濃度・オブ・ザ・リングBACK NUMBER
「あれチョークっていうの?」ボビー・オロゴンが初参戦のRIZINで見せた実力は“本物”なのか? 14年ぶりMMAで放たれた“規格外”の能力とは
text by
橋本宗洋Norihiro Hashimoto
photograph byRIZIN FF Susumu Nagao
posted2021/11/23 17:01
14年ぶりの総合復帰戦となったRIZIN.32にて、北村克哉に勝利したボビー・オロゴン。
ようやく抑え込みを脱出し、上になったところで1ラウンドは終了。3分は短かった。2ラウンドも、同じ形でグラウンドへ。場外ブレイクでスタンドになると、今度はパンチのカウンターでタックルを決められた。だがボビーはそこから起き上がり、バックを奪うとパンチを連打。鼻から大量に出血していた北村を、最後はチョークでタップさせた。
「あれチョークっていうの?」
冒頭のボビーの言葉は、インタビュースペースでフィニッシュの状況について筆者が聞いた時のもの。相手の首に手を回したのは、本人曰く「野生の勘」だそうだ。
「あれチョークっていうの?」だけではなく、試合展開について話す中で「なんかプロみたいにしゃべってるな。素人ですよ!(笑)」、「(フィニッシュは)そんなプロっぽい、カッコいいことじゃない。一生懸命の結果」とも。
あくまでこれは禊。格闘家として見られたいわけではないし、試合で名を売りたいわけでもない。榊原は大晦日参戦にも期待しているようだが、ボビーは「信じてくれたみなさん、ご迷惑をかけたみなさんに(今回の勝利を)差し上げたい。(次戦は)理由があれば。証明することがなければ試合する必要がない」と語っている。
つまりボビー・オロゴンの実力について語ることに、あまり意味はないということだ。少なくとも本人はそれを望んでいない。
年齢を考えると、「凄まじい強さ」
それでも無粋ながら、試合を検証してみよう。北村のテイクダウン成功率は100%。言い換えればボビーのテイクダウンディフェンス成功率は0%だ。相手が自分より大きく、レスリングのエキスパートだとしても、これは大きな課題だろう。打撃を出す際に“攻め気”一辺倒になってしまうということか。
ただグラウンドからの脱出はできた。そこからフィニッシュにまでもっていくことも。バックを取った時には北村の足が絡んでおり不完全な状態だったのだが、それでも強引に極めきっている。
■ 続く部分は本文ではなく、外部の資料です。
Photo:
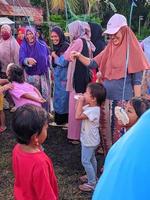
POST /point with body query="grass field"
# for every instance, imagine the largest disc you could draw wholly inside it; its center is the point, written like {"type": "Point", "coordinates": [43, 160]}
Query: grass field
{"type": "Point", "coordinates": [65, 157]}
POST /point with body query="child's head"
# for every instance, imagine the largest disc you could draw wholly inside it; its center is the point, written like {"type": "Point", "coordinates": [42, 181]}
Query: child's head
{"type": "Point", "coordinates": [15, 73]}
{"type": "Point", "coordinates": [95, 92]}
{"type": "Point", "coordinates": [135, 108]}
{"type": "Point", "coordinates": [30, 122]}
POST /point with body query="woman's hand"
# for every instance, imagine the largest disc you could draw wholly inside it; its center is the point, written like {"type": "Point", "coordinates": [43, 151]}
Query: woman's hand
{"type": "Point", "coordinates": [53, 54]}
{"type": "Point", "coordinates": [31, 61]}
{"type": "Point", "coordinates": [74, 55]}
{"type": "Point", "coordinates": [8, 86]}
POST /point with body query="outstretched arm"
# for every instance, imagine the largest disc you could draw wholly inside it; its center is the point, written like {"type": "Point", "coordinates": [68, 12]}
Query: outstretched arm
{"type": "Point", "coordinates": [33, 98]}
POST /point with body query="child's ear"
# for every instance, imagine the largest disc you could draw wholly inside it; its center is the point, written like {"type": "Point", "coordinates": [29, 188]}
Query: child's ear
{"type": "Point", "coordinates": [35, 140]}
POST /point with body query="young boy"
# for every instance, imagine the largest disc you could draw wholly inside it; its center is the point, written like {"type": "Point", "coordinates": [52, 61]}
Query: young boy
{"type": "Point", "coordinates": [33, 170]}
{"type": "Point", "coordinates": [90, 114]}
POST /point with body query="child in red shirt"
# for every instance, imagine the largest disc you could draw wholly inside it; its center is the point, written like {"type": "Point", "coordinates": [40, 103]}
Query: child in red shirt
{"type": "Point", "coordinates": [33, 170]}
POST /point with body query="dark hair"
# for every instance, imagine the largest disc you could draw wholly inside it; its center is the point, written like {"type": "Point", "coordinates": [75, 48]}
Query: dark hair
{"type": "Point", "coordinates": [98, 91]}
{"type": "Point", "coordinates": [16, 73]}
{"type": "Point", "coordinates": [28, 120]}
{"type": "Point", "coordinates": [140, 105]}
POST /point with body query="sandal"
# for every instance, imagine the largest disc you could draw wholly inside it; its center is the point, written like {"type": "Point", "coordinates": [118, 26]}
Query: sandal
{"type": "Point", "coordinates": [83, 179]}
{"type": "Point", "coordinates": [85, 187]}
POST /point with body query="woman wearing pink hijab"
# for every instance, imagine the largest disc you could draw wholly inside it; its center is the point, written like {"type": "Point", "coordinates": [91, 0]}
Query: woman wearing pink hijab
{"type": "Point", "coordinates": [78, 75]}
{"type": "Point", "coordinates": [20, 35]}
{"type": "Point", "coordinates": [121, 65]}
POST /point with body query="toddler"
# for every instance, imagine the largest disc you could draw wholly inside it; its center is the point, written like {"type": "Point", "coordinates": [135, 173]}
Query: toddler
{"type": "Point", "coordinates": [33, 170]}
{"type": "Point", "coordinates": [88, 110]}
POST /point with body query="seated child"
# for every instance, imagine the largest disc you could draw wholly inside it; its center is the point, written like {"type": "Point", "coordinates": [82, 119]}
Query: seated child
{"type": "Point", "coordinates": [88, 110]}
{"type": "Point", "coordinates": [22, 92]}
{"type": "Point", "coordinates": [133, 110]}
{"type": "Point", "coordinates": [3, 88]}
{"type": "Point", "coordinates": [33, 170]}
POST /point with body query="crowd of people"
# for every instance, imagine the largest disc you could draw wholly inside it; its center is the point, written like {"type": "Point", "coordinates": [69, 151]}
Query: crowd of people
{"type": "Point", "coordinates": [91, 77]}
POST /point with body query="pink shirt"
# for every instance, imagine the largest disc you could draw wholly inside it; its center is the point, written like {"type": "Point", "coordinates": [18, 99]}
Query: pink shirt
{"type": "Point", "coordinates": [20, 89]}
{"type": "Point", "coordinates": [34, 176]}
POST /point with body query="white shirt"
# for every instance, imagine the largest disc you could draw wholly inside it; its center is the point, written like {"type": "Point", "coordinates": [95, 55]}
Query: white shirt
{"type": "Point", "coordinates": [90, 127]}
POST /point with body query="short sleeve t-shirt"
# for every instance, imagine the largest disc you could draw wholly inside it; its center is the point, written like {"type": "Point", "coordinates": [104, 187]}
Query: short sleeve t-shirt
{"type": "Point", "coordinates": [34, 176]}
{"type": "Point", "coordinates": [90, 127]}
{"type": "Point", "coordinates": [20, 89]}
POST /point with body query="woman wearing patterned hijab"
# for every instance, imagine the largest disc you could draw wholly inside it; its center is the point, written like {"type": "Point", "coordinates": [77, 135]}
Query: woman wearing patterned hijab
{"type": "Point", "coordinates": [34, 57]}
{"type": "Point", "coordinates": [9, 48]}
{"type": "Point", "coordinates": [60, 66]}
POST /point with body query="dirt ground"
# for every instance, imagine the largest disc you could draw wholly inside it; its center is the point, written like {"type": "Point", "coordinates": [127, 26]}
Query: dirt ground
{"type": "Point", "coordinates": [65, 157]}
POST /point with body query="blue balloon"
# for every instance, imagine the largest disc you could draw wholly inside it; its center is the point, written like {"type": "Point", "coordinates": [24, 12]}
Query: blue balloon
{"type": "Point", "coordinates": [126, 173]}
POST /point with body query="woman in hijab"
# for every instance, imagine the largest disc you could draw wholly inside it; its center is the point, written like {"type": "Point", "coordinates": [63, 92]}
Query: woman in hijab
{"type": "Point", "coordinates": [96, 38]}
{"type": "Point", "coordinates": [34, 57]}
{"type": "Point", "coordinates": [9, 49]}
{"type": "Point", "coordinates": [60, 66]}
{"type": "Point", "coordinates": [126, 171]}
{"type": "Point", "coordinates": [78, 75]}
{"type": "Point", "coordinates": [145, 44]}
{"type": "Point", "coordinates": [121, 65]}
{"type": "Point", "coordinates": [20, 35]}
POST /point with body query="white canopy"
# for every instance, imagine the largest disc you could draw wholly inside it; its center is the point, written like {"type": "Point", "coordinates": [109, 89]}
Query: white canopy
{"type": "Point", "coordinates": [5, 20]}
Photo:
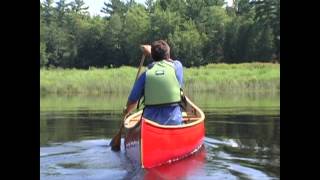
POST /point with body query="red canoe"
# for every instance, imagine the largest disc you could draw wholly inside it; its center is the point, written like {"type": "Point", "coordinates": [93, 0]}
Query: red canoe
{"type": "Point", "coordinates": [149, 144]}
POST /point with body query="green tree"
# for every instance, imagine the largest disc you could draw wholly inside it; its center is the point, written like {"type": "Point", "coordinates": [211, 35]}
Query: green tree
{"type": "Point", "coordinates": [114, 6]}
{"type": "Point", "coordinates": [186, 44]}
{"type": "Point", "coordinates": [78, 6]}
{"type": "Point", "coordinates": [135, 32]}
{"type": "Point", "coordinates": [163, 23]}
{"type": "Point", "coordinates": [212, 21]}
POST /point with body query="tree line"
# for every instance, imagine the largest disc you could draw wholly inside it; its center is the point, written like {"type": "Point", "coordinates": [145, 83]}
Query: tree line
{"type": "Point", "coordinates": [199, 32]}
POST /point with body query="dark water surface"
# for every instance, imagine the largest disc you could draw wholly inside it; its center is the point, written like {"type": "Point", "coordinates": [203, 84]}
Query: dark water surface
{"type": "Point", "coordinates": [242, 140]}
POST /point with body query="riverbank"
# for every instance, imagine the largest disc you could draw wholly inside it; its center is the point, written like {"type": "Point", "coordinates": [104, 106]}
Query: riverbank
{"type": "Point", "coordinates": [215, 78]}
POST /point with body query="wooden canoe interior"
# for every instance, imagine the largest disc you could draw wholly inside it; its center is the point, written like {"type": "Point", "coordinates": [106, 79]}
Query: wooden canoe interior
{"type": "Point", "coordinates": [190, 114]}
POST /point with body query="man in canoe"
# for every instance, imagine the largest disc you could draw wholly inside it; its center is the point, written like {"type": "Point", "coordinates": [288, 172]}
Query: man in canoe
{"type": "Point", "coordinates": [160, 86]}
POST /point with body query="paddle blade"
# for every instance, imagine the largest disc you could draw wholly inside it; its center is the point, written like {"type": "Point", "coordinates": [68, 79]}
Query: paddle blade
{"type": "Point", "coordinates": [116, 142]}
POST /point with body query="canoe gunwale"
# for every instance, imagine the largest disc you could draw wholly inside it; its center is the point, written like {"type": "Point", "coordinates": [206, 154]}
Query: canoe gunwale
{"type": "Point", "coordinates": [139, 113]}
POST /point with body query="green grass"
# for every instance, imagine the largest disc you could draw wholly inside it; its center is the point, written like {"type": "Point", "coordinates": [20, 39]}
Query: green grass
{"type": "Point", "coordinates": [216, 78]}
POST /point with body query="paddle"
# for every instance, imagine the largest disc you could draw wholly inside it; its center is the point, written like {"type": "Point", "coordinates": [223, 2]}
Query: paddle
{"type": "Point", "coordinates": [116, 140]}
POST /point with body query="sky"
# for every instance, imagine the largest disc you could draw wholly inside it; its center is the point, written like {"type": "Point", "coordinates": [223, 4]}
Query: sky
{"type": "Point", "coordinates": [96, 5]}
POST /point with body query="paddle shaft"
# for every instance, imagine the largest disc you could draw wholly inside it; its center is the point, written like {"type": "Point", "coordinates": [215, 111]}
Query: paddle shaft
{"type": "Point", "coordinates": [116, 140]}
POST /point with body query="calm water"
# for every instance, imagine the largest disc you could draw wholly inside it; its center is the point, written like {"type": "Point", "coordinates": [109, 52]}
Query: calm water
{"type": "Point", "coordinates": [242, 140]}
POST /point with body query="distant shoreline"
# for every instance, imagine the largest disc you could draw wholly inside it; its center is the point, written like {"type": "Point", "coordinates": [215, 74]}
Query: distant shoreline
{"type": "Point", "coordinates": [215, 78]}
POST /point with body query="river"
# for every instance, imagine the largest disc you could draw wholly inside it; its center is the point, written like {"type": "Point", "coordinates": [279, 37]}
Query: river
{"type": "Point", "coordinates": [242, 139]}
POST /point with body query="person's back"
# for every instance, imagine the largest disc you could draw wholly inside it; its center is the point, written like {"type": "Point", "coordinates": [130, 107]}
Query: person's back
{"type": "Point", "coordinates": [160, 86]}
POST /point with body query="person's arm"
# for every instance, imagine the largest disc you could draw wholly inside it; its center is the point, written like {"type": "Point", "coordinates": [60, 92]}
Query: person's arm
{"type": "Point", "coordinates": [135, 95]}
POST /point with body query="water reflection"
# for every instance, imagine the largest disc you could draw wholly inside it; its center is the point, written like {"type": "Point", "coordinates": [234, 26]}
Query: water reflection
{"type": "Point", "coordinates": [242, 142]}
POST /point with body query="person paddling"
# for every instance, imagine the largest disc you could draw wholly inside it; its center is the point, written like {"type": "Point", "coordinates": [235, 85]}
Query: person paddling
{"type": "Point", "coordinates": [160, 86]}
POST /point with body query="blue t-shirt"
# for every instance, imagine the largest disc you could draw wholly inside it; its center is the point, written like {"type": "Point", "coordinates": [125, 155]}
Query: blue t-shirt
{"type": "Point", "coordinates": [166, 115]}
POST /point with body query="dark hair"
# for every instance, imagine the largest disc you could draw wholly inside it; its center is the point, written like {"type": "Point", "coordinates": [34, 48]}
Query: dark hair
{"type": "Point", "coordinates": [160, 50]}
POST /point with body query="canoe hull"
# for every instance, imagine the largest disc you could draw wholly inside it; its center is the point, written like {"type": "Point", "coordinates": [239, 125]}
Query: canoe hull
{"type": "Point", "coordinates": [161, 146]}
{"type": "Point", "coordinates": [149, 144]}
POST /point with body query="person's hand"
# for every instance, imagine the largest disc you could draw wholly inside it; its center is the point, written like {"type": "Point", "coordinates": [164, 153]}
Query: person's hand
{"type": "Point", "coordinates": [146, 49]}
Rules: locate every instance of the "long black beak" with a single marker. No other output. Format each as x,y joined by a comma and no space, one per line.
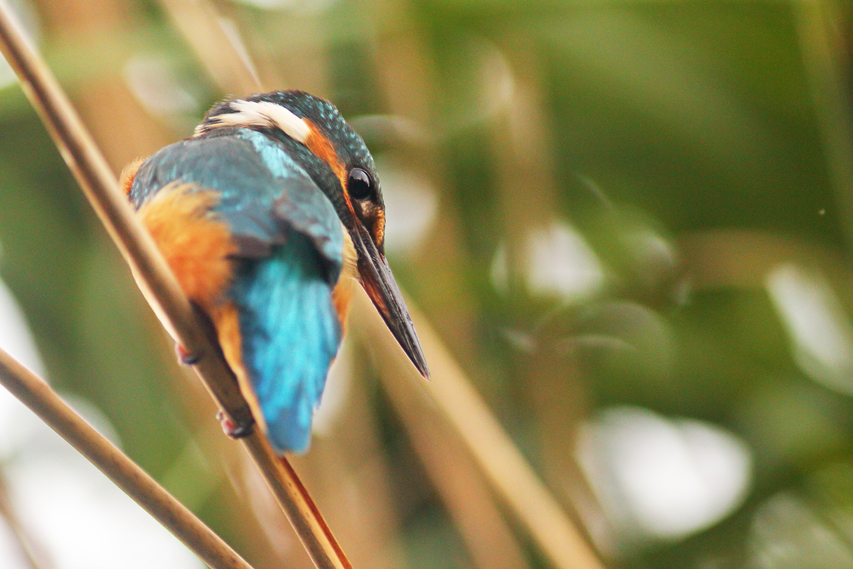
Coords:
379,283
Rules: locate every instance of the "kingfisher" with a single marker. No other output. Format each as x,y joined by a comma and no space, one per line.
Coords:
266,215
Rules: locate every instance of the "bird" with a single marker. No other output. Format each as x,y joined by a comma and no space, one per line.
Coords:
266,215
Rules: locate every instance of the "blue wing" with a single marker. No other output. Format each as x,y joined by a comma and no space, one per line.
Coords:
290,244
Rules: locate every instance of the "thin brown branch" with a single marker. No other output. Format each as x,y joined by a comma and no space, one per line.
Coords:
502,464
36,394
159,285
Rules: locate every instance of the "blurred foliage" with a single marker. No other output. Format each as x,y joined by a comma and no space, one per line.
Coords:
695,147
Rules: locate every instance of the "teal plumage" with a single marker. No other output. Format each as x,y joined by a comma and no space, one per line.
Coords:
290,254
251,213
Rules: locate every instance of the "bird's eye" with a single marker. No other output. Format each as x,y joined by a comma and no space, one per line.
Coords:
359,185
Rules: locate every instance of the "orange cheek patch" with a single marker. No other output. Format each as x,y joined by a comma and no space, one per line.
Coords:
195,244
322,147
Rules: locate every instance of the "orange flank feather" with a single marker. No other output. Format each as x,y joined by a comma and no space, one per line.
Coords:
227,323
128,174
196,245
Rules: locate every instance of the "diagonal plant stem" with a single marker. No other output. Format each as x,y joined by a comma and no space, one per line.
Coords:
159,285
36,394
501,463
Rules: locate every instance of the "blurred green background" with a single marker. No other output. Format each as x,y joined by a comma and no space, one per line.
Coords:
629,222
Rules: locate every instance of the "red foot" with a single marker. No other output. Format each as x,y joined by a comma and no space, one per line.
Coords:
186,357
234,430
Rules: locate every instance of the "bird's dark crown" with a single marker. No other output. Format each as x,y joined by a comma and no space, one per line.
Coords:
315,134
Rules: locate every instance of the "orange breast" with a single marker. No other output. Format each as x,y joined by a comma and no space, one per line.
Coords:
196,245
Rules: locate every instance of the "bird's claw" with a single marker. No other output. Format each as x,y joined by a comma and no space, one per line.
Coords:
235,430
185,357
大量出血はスタンドのパンチによるものだそうだ。北村によると目にもパンチを食らい、途中から右目が見えなかったという。パワーを使った攻撃力という面では、もう規格外と言っていいのではないか。もちろん“トップクラスの実力”とは言わないが、年齢を考えると凄まじい強さとも言える。
もしかすると40代後半として(もしくは50代として)は相当の実力なのかもしれない。MMAにも年齢別部門、マスターズクラスのようなものがあったらどうなるのだろう、と想像してしまう。